Yang terbaru adalah tekanan dari pemerintah Indonesia yang memperluas kepentingannya ke Kalbar. Yang tidak hanya bertujuan mengendalikan kegiatan politik dan ekonomi etnis Tionghoa, tetapi juga menyerang otonomi kebudayaan mereka.
Dalam upaya menundukkan minoritas Tionghoa, dilakukan juga cara-cara kekerasan yang mengakhiri sejarah Distrik Tionghoa dengan cara menggiring etnis Tionghoa keluar dari daerah-daerah perkampungan Provinsi Kalbar pada tahun 1967, tulis Mary Sommers Heindhues.
Tahun 1967, terjadi peristiwa kemanusiaan yang seakan hilang dalam sejarah Kalimantan Barat. Ketika itu, orang Tionghoa dan Dayak "dibenturkan" dalam sebuah peristiwa yang disebut sebagai Peristiwa Mangkok Merah.
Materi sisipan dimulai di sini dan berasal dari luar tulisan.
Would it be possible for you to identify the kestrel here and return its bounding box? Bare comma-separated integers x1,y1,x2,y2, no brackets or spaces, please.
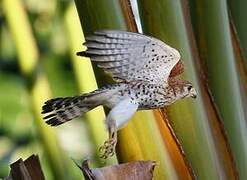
42,30,196,158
Orang Tionghoa mengungsi dari berbagai pedalaman di Sambas, Bengkayang, Landak, Sanggau dan lainnya, dalam suatu peristiwa penumpasan PGRS/PARAKU.
Dalam istilah militer, operasi itu disebut operasi mengeringkan kolam. Memisahkan gerilyawan dengan penduduk. Banyak peristiwa kemanusiaan terjadi. Pengungsian sekitar 50 ribuan pengungsi, kematian, dan kemiskinan mendadak.
Sejarah Tionghoa di Kalbar, khususnya Hakka di Singkawang dan sekitarnya, merupakan sejarah panjang perjuangan anak manusia.
Sejarah yang lahir dari konflik laten yang tercipta, akibat perebutan sumber daya alam semasa pertambangan dan kongsi. Intervensi pemerintah terhadap otonomi kebudayaan Tionghoa. Juga, pengaruh dan ruang-ruang politik yang kian terbuka, dan lainnya.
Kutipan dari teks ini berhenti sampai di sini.